Time Blindness: Why Video-Language Models Can't See What Humans Can?

Ujjwal Upadhyay^* Mukul Ranjan^* Zhiqiang Shen Mohamed Elhoseiny

^*Equal Contribution

📌 Table of Contents

📖 Overview
🌟 Key Highlights
📊 SpookyBench Dataset
🎯 Benchmark Results
📸 Task Examples
🔬 Temporal Encoding Framework
⚙️ Installation & Usage
📜 Citation

📖 Overview

Current 🤖 Video-Vision Language Models (Video-VLMs) excel at spatial understanding but suffer from ⏰ "time blindness" - a critical inability to process purely temporal patterns. While humans effortlessly recognize information encoded in temporal sequences with 98% accuracy, state-of-the-art models including GPT-4o, Gemini 2.0, and Qwen-VL achieve 0% accuracy on the same tasks.

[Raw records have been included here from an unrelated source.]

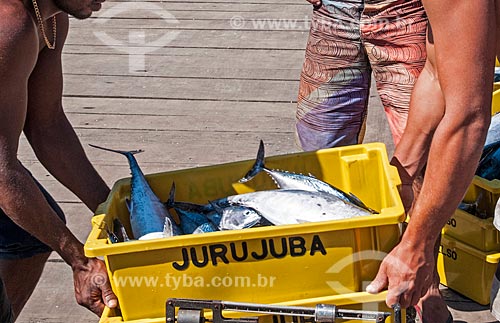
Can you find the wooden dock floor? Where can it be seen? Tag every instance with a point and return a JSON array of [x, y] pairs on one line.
[[192, 83]]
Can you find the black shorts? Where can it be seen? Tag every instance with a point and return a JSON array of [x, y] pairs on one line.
[[16, 243]]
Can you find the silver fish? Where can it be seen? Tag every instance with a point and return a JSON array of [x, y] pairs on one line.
[[149, 218], [286, 206], [288, 180], [204, 228]]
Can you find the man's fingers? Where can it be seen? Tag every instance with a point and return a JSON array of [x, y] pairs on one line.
[[393, 297], [379, 283], [97, 308]]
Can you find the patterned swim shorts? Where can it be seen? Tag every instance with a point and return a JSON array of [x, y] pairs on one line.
[[348, 41]]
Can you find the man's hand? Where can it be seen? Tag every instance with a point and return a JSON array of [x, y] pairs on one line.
[[407, 273], [92, 288]]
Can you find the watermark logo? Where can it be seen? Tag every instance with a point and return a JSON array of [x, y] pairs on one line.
[[136, 46], [177, 282]]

We introduce 👻 SpookyBench, the first benchmark designed to isolate and evaluate pure temporal understanding by encoding information exclusively through temporal sequences of noise-like frames. This exposes a fundamental limitation in current video understanding architectures that over-rely on frame-level spatial features.

🌟 Key Highlights

✅ First benchmark to isolate purely temporal reasoning without spatial shortcuts
✅ 451 carefully crafted videos across 4 distinct categories (Words, Shapes, Objects, Dynamic Scenes)
✅ Striking performance gap: Humans 98% vs. All AI models 0%
✅ Comprehensive evaluation: 15+ state-of-the-art models tested including GPT-4o, Gemini, Qwen-VL
✅ Novel temporal encoding framework using opposing motion patterns
✅ Cross-architecture failure: Limitation persists across model scales and designs

🚀 SpookyBench reveals that current Video-VLMs are fundamentally "time-blind" despite impressive performance on standard benchmarks! ⏰👁️

📊 SpookyBench Dataset

Our benchmark contains 451 videos distributed across four temporal pattern categories:

Category	Total Videos	Description
Text	210 (46.6%)	English words encoded through temporal noise patterns
Object Images	156 (34.6%)	Single objects encoded using temporal animation
Dynamic Scenes	57 (12.6%)	Video depth maps with temporal motion patterns
Shapes	28 (6.2%)	Geometric patterns encoded through temporal sequences
Total	451	Comprehensive temporal understanding evaluation

📌 Each video appears as random noise in individual frames, but reveals meaningful content when viewed as a temporal sequence.

🎯 Benchmark Results

The Time Blindness Gap

Our evaluation reveals a shocking performance disparity:

Model Type	Human Performance	AI Model Performance	Gap
👥 Humans	98.0% ± 0.6%	N/A	N/A
🤖 All Video-VLMs	N/A	0.0%	98 percentage points

Tested Models (All Scored 0%)

Model Family	Models Tested	Performance
Closed-Source	GPT-4o, GPT-4V, Gemini 2.0 Flash, Gemini 1.5 Pro	0% across all
Open-Source Large	Qwen2.5-VL-72B, InternVL2.5-78B, InternVL2-40B	0% across all
Open-Source Mid	Video-LLaVA, LLaVA-NeXT-Video, TimeChat	0% across all
Specialized	TimeChat, VideoGPT+, VILA	0% across all

📌 Key Finding: The limitation is architectural, not a matter of scale, training, or prompting strategy.

📸 Task Examples

Examples of temporal patterns in SpookyBench: Individual frames appear as noise, but temporal sequences reveal words, shapes, and objects that humans can easily recognize. For more examples visit our project webpage

🔬 Temporal Encoding Framework

Our unique encoding method creates temporal patterns through opposing motion:

Core Principle: Motion-Based Content Emergence

Foreground pixels: Move in one direction (e.g., up/left)
Background pixels: Move in opposite direction (e.g., down/right)
Human perception: Groups pixels by motion direction, revealing content
AI models: Fail to leverage temporal motion cues

Technical Implementation

# Simplified temporal encoding algorithm
for each pixel (x, y):
    if content_mask(x, y):
        frame[x, y] = foreground_noise(x, y + velocity*time)
    else:
        frame[x, y] = background_noise(x, y - velocity*time)

Signal Analysis Metrics

Metric	Purpose
Basic SNR	Measures signal-to-noise ratio in temporal patterns
Perceptual SNR	Incorporates human visual sensitivity weighting
Temporal Coherence	Quantifies motion consistency over time
Motion Contrast	Measures foreground-background motion differentiation

🤗 Download the data

You can download the dataset from hugging face using wget and then unzip the file.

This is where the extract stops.